Two modes against one tool:

  - Live (default): re-gathers the same inputs `runtime.chat()` uses
    (workspace, identity, registry, skills, instructions, apps, prefs)
    and runs `composeSystemPromptTraced` to produce the full per-layer
    breakdown for the current state. Honest answer to "what would
    compose right now if a turn started in this conversation."
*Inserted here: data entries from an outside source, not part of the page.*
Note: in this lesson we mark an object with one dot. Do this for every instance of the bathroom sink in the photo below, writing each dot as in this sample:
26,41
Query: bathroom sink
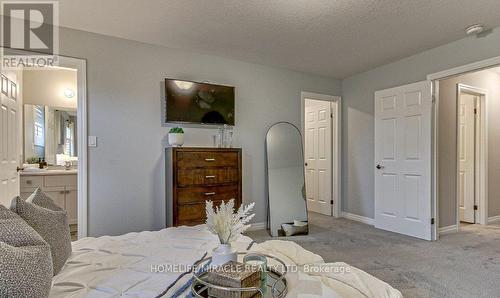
34,170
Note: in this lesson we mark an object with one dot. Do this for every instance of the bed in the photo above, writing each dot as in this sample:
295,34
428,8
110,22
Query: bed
148,264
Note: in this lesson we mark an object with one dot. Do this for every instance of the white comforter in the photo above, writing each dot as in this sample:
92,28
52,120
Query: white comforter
140,265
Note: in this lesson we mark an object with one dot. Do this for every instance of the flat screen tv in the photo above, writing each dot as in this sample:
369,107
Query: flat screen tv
201,103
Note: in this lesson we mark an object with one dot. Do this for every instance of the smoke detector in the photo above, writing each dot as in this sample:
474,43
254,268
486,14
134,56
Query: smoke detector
475,29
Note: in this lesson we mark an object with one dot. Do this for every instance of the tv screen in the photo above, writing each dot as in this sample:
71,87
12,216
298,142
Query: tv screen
193,102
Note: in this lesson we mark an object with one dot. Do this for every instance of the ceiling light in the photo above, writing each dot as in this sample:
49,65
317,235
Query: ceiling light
475,29
69,93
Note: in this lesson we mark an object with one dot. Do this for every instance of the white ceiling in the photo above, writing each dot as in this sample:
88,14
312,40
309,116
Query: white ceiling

  - Historical (`run_id` set): reads the `skills.loaded` event for the
    given run from the conv jsonl and audits each layer-3 skill —
    re-reads the on-disk body, computes its SHA-256, compares to the
    recorded `contentHash`. Match → display the body verbatim. Drift
    → look up `_versions/` snapshots; if one matches the recorded
    hash, display that body (`hashStatus: "recovered"`). No match
    → display current with `hashStatus: "drift"` and a warning.

Bundle filter narrows layers + subItems to one bundle's contributions
(apps section row + layer-3 skills under the bundle's affined dir).
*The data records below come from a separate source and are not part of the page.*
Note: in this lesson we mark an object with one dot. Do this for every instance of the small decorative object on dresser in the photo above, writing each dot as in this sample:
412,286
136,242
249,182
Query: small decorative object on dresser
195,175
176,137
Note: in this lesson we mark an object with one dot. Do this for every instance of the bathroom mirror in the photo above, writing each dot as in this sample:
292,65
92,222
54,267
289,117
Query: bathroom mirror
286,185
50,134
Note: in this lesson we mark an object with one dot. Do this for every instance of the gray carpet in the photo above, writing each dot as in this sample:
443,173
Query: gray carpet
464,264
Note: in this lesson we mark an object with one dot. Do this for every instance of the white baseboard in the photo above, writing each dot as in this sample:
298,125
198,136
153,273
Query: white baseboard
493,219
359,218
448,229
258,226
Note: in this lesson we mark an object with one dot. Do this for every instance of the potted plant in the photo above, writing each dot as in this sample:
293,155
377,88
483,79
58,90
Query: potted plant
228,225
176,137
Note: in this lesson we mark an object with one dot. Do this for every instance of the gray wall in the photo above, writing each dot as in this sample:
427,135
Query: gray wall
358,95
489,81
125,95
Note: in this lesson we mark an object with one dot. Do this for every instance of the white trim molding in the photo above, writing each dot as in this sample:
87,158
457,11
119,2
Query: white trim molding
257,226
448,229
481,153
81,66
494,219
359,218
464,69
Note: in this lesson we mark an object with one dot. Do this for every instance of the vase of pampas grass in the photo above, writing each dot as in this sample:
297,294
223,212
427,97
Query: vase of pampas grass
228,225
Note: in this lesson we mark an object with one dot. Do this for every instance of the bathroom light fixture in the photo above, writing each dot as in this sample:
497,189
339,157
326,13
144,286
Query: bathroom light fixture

## Three structural changes

1. New traced compose function. Added `composeSystemPromptTraced(...)`
   to `prompt/compose.ts` returning `{text, layers, totalTokens}`.
   Existing `composeSystemPrompt` is now a one-liner that calls the
   traced variant and returns `.text`. Layer kinds enumerated:
     core_skill, default_identity, user_context_skill, user_prefs,
     participants, workspace_context, org_overlay, workspace_overlay,
     layer3_skills, apps, app_state, focused_app, matched_skill.
   `apps` and `layer3_skills` carry `subItems` for per-app / per-skill
   filtering and inspection without re-parsing the section text. The
   joined `.text` is byte-identical to the legacy string output —
   verified by a property test.

2. New `compose` platform source. New file
   `src/tools/platform/compose.ts` exposing one tool
   (`compose__effective_context`). Visible to agents; read-only; no
   security implications. Registered via the existing
   `createPlatformSources` factory.

3. Two private runtime helpers made public. `buildAppsList(wsId)` and
   `readPromptOverlays(wsId)` — needed by the tool's live-mode gather
   path. Workspace-scoped, no privilege escalation. Doc comments
   explain the new visibility.

## Honest scope limits

  - Historical mode reconstructs layer-3 skills only. Identity, prefs,
    overlays, apps, focused-app, and app-state aren't recorded in
    events with enough detail to reconstruct, and snapshotting full
    bodies into events was rejected as too expensive (10-100× event
    size). The tool surfaces a `non_l3_layers_omitted` warning in
    historical mode directing the caller at live mode for the rest.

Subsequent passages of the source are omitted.